Werner Herzog has always been a filmmaker I have greatly admired. I am especially impressed by his documentaries and the original way he approaches rather original and out of the ordinary topics. I had watched Grizzly Man with these feelings and so was looking forward to watching Into the Abyss that, on a primary level appealed to my (admittedly rather bizarre) love of true crime, and on a secondary and far more important level was, as you can either guess or already know, a consideration on capital punishment, a subject I feel strongly about (as in I am strongly against it). I was, therefore, interested in seeing the take Herzog had chosen on the topic, even though I could well imagine it wasn’t going to exactly be a “happy” filmgoing experience…
And I must say, Into the Abyss could not be more aptly named. The “topics” of the documentary are two young villains; Jason Burquett and Michael Perry. Their crime, murder of three people, one woman and two 16 year-old boys. The motive? The theft of a car. Yes, the only reason three innocent people had to day was that Burquett and Perry wanted the red Camaro belonging to a woman they barely knew. It would, in this story especially, be very easy to argue a case for capital punishment in the face of this rather senseless triple homicide. When we talk to the surviving family members, the devastation brought upon them by the loss and their pain, we cannot help but sympathize. But then, we turn to look at Burquett and Perry’s lives. The two young men were about 18 at the time of the murder. 10 years have gone by when the documentary is being filmed. Jason Burquett is serving a life sentence without parole for at least 40 years, Michael Perry has been sentenced to death, and has literally days left to live – all channels of appeal have run out. Burquett comes from a broken home in a poor neighborhood, his father is a habitual criminal, his mother is disabled and can barely look after him and his siblings. Of course this is no excuse for the crime, but you can see quite clearly that the chances of his growing up to be a lawyer or an engineer were pretty darned slim. Burquett is a little more frank about all that has happened. Perry claims to the last the murders were Burquett’s doing and he had no knowledge of it – even though DNA evidence claims otherwise. Herzog backgrounds all of this against testimonies from the prison chaplain and an ex-captain of an execution team and in the end leaves us, staring into what is in effect an abyss of hard lives, wrong choices and the unnecessary loss of innocent life that is followed by great pain…

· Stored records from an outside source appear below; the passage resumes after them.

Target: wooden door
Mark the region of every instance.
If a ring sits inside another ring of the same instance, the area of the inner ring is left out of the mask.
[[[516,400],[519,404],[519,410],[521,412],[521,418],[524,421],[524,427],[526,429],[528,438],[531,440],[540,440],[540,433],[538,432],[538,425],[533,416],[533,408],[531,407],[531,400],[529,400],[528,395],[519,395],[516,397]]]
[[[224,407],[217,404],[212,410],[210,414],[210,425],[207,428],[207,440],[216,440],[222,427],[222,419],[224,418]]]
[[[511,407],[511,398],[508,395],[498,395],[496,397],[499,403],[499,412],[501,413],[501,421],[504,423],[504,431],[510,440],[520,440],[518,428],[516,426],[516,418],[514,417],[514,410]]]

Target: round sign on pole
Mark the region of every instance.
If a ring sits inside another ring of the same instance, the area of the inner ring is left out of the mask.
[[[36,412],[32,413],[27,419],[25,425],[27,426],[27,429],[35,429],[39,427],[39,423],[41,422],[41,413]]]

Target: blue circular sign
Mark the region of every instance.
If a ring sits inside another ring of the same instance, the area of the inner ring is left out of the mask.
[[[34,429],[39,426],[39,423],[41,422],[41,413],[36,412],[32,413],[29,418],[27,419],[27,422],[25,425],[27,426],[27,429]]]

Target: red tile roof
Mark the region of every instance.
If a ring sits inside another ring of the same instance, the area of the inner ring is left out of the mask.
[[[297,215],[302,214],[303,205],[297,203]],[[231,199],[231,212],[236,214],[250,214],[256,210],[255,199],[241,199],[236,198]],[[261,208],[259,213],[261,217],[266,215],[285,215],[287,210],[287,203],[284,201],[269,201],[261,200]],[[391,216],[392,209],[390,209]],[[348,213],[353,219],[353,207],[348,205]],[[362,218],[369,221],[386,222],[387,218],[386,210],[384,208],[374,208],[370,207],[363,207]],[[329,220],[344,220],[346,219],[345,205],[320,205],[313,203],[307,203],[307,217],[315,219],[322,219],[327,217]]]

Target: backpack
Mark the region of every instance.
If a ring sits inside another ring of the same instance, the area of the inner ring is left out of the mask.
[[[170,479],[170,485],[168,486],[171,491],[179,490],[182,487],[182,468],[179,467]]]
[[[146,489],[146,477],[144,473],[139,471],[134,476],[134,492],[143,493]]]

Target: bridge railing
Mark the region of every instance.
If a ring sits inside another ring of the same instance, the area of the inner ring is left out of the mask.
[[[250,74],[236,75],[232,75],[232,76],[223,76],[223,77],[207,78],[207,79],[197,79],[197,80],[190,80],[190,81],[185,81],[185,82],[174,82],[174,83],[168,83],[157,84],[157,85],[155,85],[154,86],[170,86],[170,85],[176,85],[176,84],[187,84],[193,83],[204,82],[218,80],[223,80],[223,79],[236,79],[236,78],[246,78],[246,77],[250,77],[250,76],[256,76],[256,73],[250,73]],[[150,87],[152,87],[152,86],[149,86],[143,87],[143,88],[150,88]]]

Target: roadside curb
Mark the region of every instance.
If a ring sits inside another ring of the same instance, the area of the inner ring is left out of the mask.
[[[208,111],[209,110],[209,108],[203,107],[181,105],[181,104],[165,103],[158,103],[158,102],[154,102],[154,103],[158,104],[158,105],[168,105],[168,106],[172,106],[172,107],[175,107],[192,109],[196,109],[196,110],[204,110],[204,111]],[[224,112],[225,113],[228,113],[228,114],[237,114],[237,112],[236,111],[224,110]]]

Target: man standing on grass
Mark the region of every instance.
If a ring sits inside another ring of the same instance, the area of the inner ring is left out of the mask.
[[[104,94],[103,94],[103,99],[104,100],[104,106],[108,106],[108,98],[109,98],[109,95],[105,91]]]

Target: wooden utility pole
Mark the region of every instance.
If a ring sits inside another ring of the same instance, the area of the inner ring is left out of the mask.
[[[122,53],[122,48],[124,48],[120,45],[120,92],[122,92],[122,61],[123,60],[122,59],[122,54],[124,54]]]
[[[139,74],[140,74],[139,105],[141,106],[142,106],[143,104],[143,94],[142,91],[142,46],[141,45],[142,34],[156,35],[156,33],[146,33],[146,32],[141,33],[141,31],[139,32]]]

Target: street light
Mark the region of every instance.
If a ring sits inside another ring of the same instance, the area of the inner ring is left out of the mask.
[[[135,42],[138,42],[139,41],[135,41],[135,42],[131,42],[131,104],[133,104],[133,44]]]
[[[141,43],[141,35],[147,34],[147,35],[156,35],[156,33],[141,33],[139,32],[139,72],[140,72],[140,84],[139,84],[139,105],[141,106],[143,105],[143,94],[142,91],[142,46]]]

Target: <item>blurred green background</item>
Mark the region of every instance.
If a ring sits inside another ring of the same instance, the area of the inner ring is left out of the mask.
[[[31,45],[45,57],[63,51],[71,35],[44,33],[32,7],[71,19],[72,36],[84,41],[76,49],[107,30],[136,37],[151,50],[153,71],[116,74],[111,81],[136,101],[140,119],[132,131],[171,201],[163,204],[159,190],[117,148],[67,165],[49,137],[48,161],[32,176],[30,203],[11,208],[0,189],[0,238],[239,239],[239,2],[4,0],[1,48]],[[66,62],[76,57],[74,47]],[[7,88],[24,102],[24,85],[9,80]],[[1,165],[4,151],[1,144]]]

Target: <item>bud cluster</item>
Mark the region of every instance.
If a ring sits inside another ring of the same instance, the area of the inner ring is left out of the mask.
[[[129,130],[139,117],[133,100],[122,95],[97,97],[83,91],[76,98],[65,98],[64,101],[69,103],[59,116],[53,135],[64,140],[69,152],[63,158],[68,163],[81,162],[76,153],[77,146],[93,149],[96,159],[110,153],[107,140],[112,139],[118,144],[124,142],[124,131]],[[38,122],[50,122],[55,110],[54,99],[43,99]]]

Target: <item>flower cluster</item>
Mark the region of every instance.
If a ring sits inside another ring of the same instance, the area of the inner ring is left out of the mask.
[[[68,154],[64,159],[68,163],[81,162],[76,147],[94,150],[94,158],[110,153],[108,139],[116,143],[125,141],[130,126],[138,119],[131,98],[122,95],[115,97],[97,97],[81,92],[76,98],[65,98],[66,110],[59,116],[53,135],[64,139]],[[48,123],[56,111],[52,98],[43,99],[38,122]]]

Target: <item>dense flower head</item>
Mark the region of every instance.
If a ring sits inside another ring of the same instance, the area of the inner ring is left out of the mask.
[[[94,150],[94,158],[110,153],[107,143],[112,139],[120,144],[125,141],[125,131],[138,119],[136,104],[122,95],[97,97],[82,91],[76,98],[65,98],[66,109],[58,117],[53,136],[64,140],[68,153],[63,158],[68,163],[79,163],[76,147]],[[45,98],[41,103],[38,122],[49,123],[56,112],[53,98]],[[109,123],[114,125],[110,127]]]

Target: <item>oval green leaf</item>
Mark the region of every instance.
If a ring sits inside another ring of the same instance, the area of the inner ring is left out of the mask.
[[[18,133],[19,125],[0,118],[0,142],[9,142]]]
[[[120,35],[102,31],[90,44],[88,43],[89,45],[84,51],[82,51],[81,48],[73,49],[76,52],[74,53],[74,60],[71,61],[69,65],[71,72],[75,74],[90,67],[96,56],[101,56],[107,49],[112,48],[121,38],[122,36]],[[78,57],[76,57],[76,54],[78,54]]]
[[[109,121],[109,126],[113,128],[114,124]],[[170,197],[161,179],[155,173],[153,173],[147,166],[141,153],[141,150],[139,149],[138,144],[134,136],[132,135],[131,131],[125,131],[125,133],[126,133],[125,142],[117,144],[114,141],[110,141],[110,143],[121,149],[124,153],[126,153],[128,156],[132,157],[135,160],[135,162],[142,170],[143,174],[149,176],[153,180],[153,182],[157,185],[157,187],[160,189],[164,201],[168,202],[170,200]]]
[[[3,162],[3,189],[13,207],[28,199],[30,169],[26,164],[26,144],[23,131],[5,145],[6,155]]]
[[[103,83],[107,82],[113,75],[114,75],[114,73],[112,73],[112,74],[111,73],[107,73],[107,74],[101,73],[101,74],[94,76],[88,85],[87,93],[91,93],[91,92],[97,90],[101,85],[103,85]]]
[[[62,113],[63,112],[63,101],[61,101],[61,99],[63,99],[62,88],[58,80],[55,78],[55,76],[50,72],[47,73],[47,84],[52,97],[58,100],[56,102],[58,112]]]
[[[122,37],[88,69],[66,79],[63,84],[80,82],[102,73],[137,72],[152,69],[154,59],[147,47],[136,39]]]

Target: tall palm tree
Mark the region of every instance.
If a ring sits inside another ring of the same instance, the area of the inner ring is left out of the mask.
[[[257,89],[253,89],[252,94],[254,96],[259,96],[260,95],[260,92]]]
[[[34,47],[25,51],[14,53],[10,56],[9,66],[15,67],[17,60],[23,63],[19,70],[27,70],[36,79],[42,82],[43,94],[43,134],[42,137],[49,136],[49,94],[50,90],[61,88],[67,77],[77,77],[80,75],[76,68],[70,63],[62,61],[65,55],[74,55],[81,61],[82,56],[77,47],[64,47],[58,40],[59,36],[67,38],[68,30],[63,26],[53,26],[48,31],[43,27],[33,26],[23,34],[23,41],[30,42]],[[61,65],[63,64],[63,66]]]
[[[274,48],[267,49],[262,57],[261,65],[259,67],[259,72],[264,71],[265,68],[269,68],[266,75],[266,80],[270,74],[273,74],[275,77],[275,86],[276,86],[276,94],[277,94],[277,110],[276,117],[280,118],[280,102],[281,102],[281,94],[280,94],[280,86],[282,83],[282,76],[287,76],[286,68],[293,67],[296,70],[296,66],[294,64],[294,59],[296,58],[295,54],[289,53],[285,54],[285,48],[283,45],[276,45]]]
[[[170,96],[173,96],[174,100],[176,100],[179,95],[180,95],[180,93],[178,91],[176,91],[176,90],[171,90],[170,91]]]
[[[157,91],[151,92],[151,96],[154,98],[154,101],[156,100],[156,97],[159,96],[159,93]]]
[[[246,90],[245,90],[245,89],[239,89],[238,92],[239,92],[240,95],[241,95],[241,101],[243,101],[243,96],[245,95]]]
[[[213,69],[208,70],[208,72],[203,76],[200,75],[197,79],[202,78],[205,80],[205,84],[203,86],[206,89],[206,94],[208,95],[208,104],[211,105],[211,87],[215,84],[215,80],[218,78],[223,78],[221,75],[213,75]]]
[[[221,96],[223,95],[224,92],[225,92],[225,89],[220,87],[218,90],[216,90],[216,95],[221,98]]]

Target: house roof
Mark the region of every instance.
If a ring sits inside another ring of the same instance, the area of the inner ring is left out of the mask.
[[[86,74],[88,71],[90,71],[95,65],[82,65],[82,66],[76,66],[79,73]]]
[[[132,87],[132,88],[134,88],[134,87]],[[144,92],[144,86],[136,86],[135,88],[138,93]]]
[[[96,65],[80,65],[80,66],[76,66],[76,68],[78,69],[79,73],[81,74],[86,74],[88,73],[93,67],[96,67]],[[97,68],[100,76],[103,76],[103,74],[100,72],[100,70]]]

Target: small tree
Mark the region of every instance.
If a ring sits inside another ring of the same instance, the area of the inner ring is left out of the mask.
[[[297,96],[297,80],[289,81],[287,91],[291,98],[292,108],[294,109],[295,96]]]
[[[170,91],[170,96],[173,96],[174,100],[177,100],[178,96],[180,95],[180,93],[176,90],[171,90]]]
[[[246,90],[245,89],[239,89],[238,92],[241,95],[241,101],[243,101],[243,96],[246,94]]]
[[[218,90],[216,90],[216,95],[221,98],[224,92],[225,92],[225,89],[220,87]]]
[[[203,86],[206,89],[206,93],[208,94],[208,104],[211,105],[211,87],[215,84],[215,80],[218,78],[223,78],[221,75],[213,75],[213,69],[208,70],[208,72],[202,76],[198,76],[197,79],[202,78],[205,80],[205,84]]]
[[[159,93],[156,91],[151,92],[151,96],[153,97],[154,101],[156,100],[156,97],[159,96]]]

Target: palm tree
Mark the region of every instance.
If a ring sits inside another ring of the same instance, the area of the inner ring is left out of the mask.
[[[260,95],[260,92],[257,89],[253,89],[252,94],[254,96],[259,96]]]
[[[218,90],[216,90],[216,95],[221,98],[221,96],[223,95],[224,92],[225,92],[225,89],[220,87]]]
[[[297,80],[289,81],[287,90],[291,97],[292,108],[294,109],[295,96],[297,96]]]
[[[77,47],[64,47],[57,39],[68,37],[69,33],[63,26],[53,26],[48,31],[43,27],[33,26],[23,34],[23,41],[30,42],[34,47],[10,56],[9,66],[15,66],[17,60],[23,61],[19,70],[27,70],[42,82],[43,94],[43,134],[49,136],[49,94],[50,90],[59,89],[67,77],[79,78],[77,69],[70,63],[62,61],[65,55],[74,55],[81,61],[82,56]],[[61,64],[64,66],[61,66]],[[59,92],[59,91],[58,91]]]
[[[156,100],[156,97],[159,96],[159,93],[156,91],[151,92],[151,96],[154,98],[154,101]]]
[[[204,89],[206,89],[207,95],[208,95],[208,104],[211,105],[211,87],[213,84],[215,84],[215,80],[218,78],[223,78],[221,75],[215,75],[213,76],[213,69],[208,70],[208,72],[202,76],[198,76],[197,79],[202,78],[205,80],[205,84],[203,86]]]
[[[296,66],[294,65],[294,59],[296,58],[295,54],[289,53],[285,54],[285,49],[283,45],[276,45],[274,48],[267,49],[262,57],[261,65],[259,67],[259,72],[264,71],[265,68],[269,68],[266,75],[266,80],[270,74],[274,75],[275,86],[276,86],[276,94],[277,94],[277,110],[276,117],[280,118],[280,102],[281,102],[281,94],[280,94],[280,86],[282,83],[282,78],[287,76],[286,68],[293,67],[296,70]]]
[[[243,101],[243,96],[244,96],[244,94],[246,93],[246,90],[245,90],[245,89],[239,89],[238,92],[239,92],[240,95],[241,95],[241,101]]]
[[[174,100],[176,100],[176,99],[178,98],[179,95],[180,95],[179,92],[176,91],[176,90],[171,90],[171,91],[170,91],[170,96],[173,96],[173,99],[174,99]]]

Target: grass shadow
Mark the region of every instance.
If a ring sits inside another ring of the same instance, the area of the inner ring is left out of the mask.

Herzog himself is quite frank about his sentiments on the matter right from the first moment of the documentary. He doesn’t like Perry – he says this to his face in an interview. And yet he is strongly against the death penalty. And he does a wonderful job of showing us why. One of the most touching testimonies comes – somewhat surprisingly – from Jason Burquett’s father. Mr. Burquett Sr. is in the same penitentiary as his son – although in different units – and is serving what is, in effect, a life sentence. Jason’s older brother Chris is also in prison. Mr. Burquett Sr. tells us how much he regrets not having been a proper father to his children. He talks of the day he testified for his son during the sentencing and recalling a moment when he was handcuffed to his own son so they could be both transported he points out of his own accord that “one doesn’t sink much lower than that”. On the other hand we have the testimony of someone like ??, the mother and sister of two of the victims. Their death was the last straw in a series of family tragedies that have shaken her so fundamentally that I cannot begin to imagine how she will ever be completely healed, and for what? Simply the theft of a car… The prison chaplain’s testimony makes up the “prologue”. I will not give too much away on that, but I will say this much; you have to have a heart of stone not to cry at least a little… And the end of the film shows the “nitty gritty” of an execution as told by the former execution team captain; former, as a nervous breakdown forced him to leave the job at the cost of his pension – he had started off life accepting capital punishment as just another fact of life, but had ended up vehemently opposed to it… So what is the solution? What is the answer? These are all, of course, questions to be debated in discussed in all countries that still have the death penalty. But Into the Abyss is a frank look at the pain that surrounds this sad affair and reminds us quite clearly that the whole thing is a tad more complicated than “some people just don’t deserve to live”.